26 de diciembre de 2025, 10:20 pm
Abelardo De La Espriella deja de lado la retórica política y entra en un terreno mucho más profundo: la familia. No como consigna, no como eslogan, sino como proyecto de vida, como deber moral y como el primer gran acto de responsabilidad social que asume un ser humano.
Aquí no hay discursos edulcorados ni frases de cajón. Hay una idea central, clara y contundente: construir familia es fascinante, pero hacerlo mal es imperdonable. Y esa afirmación, incómoda para muchos, atraviesa toda su reflexión.
La familia no es un experimento
Para Abelardo, la familia no es un espacio para “ir aprendiendo sobre la marcha”. Es la base de la sociedad y, precisamente por eso, exige excelencia. Su mensaje es directo, casi brutal en su honestidad, si alguien no está dispuesto a asumir la paternidad o la maternidad con rigor, entrega y ejemplo, mejor no hacerlo. No por puritanismo, sino porque lo que está en juego no es solo un hogar, sino la formación de los futuros ciudadanos.
Desde esa convicción habla de su propia experiencia, donde la crianza es entendida como una tarea artesanal, cotidiana, exigente. Nada de delegar todo al colegio o al entorno. Leer con los hijos, escuchar música, hablar de historia, de arte, de belleza, de bien y de mal. Educar no solo en conocimientos, sino en sensibilidad, carácter y criterio.
Educar es formar criterio, no ingenuos
Uno de los puntos más interesantes de su reflexión es la crítica a una crianza excesivamente blanda. Abelardo insiste en que no se trata de criar “tonticos buenos”, sino personas capaces de entender la vida en todas sus dimensiones, incluso sus zonas oscuras. Enseñar a reconocer la maldad, a identificarla y a no romantizarla también hace parte de educar bien.
Aquí aparece una idea clave: la educación no puede ser neutral. Formar carácter implica tomar posición, transmitir valores, marcar límites claros. Mentir, por ejemplo, no es un detalle menor: es la puerta de entrada a todo lo malo. Por eso, incluso las llamadas “mentiras piadosas” son rechazadas como atajos peligrosos.
El ejemplo como eje de la autoridad moral
Si hay una frase que resume toda esta visión es una que atraviesa generaciones: la palabra empuja, pero el ejemplo arrastra. Abelardo no la cita como teoría, sino como práctica. Cuando corrige a sus hijos no apela al miedo ni al grito, sino a la coherencia: “¿Alguna vez me han visto faltarle al respeto a su mamá?”. La autoridad nace del comportamiento, no del discurso.

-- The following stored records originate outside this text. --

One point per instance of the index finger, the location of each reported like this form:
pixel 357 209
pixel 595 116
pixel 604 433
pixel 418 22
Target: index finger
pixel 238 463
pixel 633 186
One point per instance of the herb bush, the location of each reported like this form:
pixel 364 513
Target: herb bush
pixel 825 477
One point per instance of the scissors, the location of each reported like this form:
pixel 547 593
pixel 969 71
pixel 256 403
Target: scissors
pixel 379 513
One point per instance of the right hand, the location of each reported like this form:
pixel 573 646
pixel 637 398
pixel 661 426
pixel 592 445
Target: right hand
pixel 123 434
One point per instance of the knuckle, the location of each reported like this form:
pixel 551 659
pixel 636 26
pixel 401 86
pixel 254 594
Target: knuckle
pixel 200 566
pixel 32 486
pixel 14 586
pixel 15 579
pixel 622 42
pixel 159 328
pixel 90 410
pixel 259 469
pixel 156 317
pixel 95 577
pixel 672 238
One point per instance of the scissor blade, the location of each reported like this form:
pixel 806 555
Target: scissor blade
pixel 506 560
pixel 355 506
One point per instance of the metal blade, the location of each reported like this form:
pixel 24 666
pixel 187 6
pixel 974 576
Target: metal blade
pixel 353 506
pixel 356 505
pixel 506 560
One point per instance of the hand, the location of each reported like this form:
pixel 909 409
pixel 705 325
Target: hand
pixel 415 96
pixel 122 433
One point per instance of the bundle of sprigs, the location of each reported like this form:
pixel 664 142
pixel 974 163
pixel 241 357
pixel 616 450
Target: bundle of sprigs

El respeto hacia las mujeres ocupa un lugar central en esa pedagogía doméstica. No como consigna ideológica, sino como norma de vida. No gritar, no insultar, no responder con violencia. Y si hay conflicto, retirarse. No por debilidad, sino por convicción. El mensaje es claro: el respeto no se negocia, se encarna.

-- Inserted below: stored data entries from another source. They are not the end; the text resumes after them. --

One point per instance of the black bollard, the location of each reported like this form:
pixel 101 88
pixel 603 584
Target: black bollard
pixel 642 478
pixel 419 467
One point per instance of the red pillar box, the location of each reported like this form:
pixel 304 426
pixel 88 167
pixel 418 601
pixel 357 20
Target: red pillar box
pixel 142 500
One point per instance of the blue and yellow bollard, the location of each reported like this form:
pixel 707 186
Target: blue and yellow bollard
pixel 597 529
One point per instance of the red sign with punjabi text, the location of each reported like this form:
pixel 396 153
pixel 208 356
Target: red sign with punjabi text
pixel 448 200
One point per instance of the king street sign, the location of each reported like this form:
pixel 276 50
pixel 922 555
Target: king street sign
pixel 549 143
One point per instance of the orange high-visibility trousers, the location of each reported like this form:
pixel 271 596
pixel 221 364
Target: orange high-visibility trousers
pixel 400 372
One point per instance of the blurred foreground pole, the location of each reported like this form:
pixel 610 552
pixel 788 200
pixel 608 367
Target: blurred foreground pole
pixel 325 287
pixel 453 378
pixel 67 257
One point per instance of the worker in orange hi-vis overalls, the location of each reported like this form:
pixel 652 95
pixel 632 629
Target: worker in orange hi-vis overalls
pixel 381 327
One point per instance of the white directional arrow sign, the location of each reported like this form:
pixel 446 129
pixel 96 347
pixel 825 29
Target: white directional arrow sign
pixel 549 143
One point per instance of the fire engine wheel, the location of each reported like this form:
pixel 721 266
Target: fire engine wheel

Heredar no es lo mismo que suceder
Quizás uno de los conceptos más potentes de este tramo de la entrevista con Jhonny Romero es la distinción entre herederos y sucesores. Heredar, dice, puede hacerlo cualquiera. Suceder implica recibir, transformar y elevar lo recibido. Y para formar sucesores se necesitan ciudadanos con valores sólidos, criterio propio y sentido de trascendencia.

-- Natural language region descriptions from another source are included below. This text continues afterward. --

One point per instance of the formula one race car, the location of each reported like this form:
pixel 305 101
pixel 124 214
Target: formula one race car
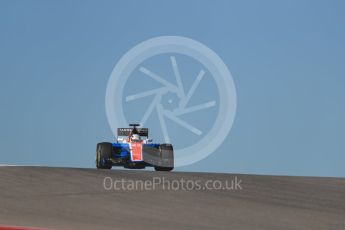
pixel 133 149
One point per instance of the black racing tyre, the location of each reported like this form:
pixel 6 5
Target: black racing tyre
pixel 103 155
pixel 166 161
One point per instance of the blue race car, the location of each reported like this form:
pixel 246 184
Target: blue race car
pixel 133 149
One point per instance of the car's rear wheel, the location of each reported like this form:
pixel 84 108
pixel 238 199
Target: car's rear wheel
pixel 103 155
pixel 166 158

Al final, el mensaje es tan simple como incómodo: criar bien no es fácil, pero es indispensable. No hay atajos. No hay fórmulas mágicas. Hay tiempo, presencia, coherencia y ejemplo. Construir familia, cuando se hace con conciencia, es una de las tareas más fascinantes que existen. Y también una de las más determinantes para el futuro de una nación.
Porque, como queda claro en esta conversación, Abelardo no está hablando solo de sus hijos. Está hablando del país que se construye —o se destruye— desde la casa.